Вот с каким человеком я связалась. Так почему же я не убегаю? Я жажду большего от него, как болезненного животного для своей следующей добычи.
Хотя в данном случае добычей являюсь я.
Доминик приподнимает мой подбородок, и я смотрю снизу-вверх на его тьму, вырвавшуюся на свободу и открытую. Когда я рядом, он не пытается скрыть себя.
— Помнишь, я сказал, что понимаю тебя?
Я киваю.
— Ты тоже меня понимаешь, Кам.
У меня дыхание перехватывает в горле. Возможно, это метод дефлорации, то, что он использует, чтобы ослабить интерес к себе, но я верю в это. Все, что меня волнует, — это чтобы он не надевал передо мной маску.
Мы заходим в здание. Дэвид стоит у стойки администратора и кланяется, увидев нас. Доминик кивает, и я прижимаюсь к его плечу.
— Почему ты так делаешь всегда, когда видишь Дэвида? — спрашивает Доминик, как только двери лифта закрываются.
— Он немного странный.
Доминик сужает глаза.
— Он что-то сделал тебе?
— Нет. Просто у меня странное предчувствие, вот и все. — Мне кажется, он смотрит на меня слишком долго, и мне это не нравится. Я решаю сменить тему. Я давно собиралась поговорить об этом, но Доминик всегда держит мое тело словно в тумане. Я не нахожу на это времени.
— Ты не пользуешься презервативами.
Он пожимает плечами.
— Мы оба чисты. Нам не нужен барьер.
— С другими женщинами тебе тоже не нужен был барьер. Я правильно понимаю? — я стараюсь казаться невозмутимой.
Он качает головой.
— Я никогда раньше не занимался сексом без презерватива.
— Почему со мной?
Его указательный палец в задумчивости потирает нижнюю губу.
— В первый раз я так сильно хотел тебя, что даже забыл об этом. После этого я решил, что нам это не нужно.
Я прикусываю нижнюю губу, чтобы не улыбаться как идиотка. Постойте. Я никогда не упоминала о том, что мне делали укол.
— Как насчет того, если я забеременею?
— Да будет так. — Его лицо и голос совершенно бесстрастны.
Quoi..? (с фр. Что..?)
Кажется, я не совсем правильно его расслышала, потому что он не против, чтобы я забеременела.

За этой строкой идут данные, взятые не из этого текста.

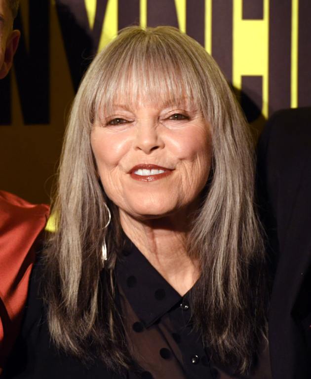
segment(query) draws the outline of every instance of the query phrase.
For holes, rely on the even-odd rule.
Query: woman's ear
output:
[[[11,32],[6,40],[4,59],[2,66],[0,67],[0,79],[5,76],[13,64],[13,58],[18,46],[18,41],[21,34],[19,30]]]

Прежде чем успеваю задать ему вопрос, у него звонит телефон. Доминик достает его. На экране высвечивается имя «Аид». Странное имя. Это что, шутка между друзьями?
Доминик нахмуривает брови, а его челюсть дергается.
— Что это? — осторожно спрашиваю я.
— Ничего такого, о чем стоило бы беспокоиться. — Он выключает телефон и бросает его обратно в карман. Он поворачивается ко мне лицом и улыбается. У меня подгибаются пальцы на ногах. — Более того, раз уж ты ботаник…
— Я не ботаник. — Я хмурюсь. Он называет меня так с тех пор, как увидел все книги, которые я беру в библиотеке.
— Ладно, не ботаник. Не хочешь помочь мне найти несколько занудных книг?
Я заправляю прядь за ухо.
— Я подумаю об этом. — Шучу. Я сделаю это. Я люблю искать информацию.
— У меня есть кое-какие награды.
— Какие?
— Например… — его палец проводит по моей челюсти. — Заставлю тебя кончить столько раз, что завтра ты не сможешь пойти на работу с этим подонком.
Я сглатываю и сдерживаю улыбку.
— Могу я получить предварительный просмотр моего вознаграждения?
Рука Доминика обхватывает мою талию, и он притягивает меня к своей эрекции.
— Дай мне посмотреть, что могу с этим сделать.
Смеясь, я не знаю, почему чувствую на себе злые, недобрые взгляды.